La inspección, de acuerdo con la información publicada en la página oficial www.fiscales.gob.ar, se originó tras la denuncia de una vecina que trabaja en un comedor comunitario que funciona sobre el sótano. En la medida, que fue conducida por el fiscal Patricio Rovira, participó un perito del Equipo Argentino de Antropología Forense (EAAF). Se detalló que el Laboratorio Químico de la Policía Federal realizará un peritaje. Se espera que, mediante un análisis, se determine la posible presencia de fluidos humanos y, de encontrarse ese tipo de rastros, la consecuente extracción de muestras de ADN para su eventual identificación.

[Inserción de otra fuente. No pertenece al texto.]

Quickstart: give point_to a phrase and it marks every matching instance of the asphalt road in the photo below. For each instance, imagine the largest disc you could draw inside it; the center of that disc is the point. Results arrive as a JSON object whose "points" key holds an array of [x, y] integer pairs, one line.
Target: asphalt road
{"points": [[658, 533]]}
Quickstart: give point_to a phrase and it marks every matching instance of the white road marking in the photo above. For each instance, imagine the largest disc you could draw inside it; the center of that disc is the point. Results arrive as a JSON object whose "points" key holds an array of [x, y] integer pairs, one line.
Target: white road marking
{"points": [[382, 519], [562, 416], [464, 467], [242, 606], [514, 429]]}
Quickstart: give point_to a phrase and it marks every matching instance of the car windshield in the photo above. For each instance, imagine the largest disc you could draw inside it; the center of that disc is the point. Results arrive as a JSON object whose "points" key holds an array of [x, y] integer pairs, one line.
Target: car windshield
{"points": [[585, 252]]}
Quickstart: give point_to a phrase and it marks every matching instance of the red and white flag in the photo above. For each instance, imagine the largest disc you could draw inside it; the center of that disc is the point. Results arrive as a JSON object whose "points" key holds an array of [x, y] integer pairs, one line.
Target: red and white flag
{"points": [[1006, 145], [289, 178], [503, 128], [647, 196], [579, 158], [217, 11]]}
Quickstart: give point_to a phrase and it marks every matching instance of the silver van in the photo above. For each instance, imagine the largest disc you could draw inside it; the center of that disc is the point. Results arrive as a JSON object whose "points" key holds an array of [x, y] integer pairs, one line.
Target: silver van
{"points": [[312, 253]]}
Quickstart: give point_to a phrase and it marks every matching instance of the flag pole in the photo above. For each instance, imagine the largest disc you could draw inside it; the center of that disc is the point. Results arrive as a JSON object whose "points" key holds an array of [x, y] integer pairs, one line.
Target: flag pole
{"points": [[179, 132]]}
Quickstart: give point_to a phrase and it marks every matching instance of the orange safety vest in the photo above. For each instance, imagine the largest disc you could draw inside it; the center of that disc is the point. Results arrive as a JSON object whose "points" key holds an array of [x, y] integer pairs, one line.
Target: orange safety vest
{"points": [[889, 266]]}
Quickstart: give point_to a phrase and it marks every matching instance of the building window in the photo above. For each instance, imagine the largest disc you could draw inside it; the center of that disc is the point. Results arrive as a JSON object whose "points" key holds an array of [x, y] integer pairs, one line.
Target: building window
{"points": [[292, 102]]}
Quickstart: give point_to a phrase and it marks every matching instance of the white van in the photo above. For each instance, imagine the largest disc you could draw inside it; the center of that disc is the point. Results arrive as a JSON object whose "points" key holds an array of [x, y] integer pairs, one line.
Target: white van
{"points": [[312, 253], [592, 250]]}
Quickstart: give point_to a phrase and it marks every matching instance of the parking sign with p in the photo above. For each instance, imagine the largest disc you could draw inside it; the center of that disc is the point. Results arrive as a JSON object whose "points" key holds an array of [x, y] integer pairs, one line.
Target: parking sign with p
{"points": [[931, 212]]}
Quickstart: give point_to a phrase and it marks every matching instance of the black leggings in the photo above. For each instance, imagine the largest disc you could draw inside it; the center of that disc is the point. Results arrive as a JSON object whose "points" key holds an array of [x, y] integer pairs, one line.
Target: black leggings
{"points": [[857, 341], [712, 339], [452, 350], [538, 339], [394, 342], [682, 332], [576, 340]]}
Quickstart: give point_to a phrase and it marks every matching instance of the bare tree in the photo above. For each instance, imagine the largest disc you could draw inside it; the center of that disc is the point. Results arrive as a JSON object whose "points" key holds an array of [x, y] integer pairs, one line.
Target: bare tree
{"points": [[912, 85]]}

Como los ingresos originales estaban sellados, los funcionarios judiciales tuvieron que ingresar por una abertura que se generó como consecuencia de la erosión del suelo. “El espacio cuenta con cuatro especies de galerías divididas por tres hileras de columnas. El techo presenta una estructura abovedada y en su punto más alto alcanza los 2,57 metros de altura”, describió la Fiscalía en el acta. También, añadió que se trata de un ambiente cerrado de 10 metros por 20 metros, sin ventanas. Mientras que, tal como muestran las fotos, hay una escalera clausurada. Detallaron que se encontraron indicios de que podría haber contado con una instalación eléctrica.

El fiscal Rovira dispuso que una consigna permanente de la Policía Federal custodie el ingreso.

El 27 de septiembre, el Tribunal Oral Federal (TOF) concretó una inspección en dos centros clandestinos del sur de la provincia que formaron parte del circuito represivo, Santa Lucía y Caspinchango. Sucedió en el marco de las audiencias del juicio por la megacausa (se condenó a 37 militares y policías retirados por crímenes contra 215 víctimas). La visita había sido seguida por víctimas y por una decena de lugareños que se había acercado para aportar datos. Si bien el predio del ex Ingenio fue modificado y achicado, todos habían podido reconocerlo como el lugar ocupado por militares y en donde se alojaron a detenidos ilegales.

Se había accedido en esa oportunidad al interior del ex ingenio y también se habían recorrido los alrededores. Frente a las instalaciones actuales hay una serie de casas viejas y galpones. Bajo una de las estructuras está ubicado el sótano descubierto. Vecinos afirmaron que, de acuerdo a versiones, en ese lugar también podría haberse mantenido a secuestrados. Ante estos dichos, se había ingresado hasta donde habría estado un acceso a la pieza subterránea.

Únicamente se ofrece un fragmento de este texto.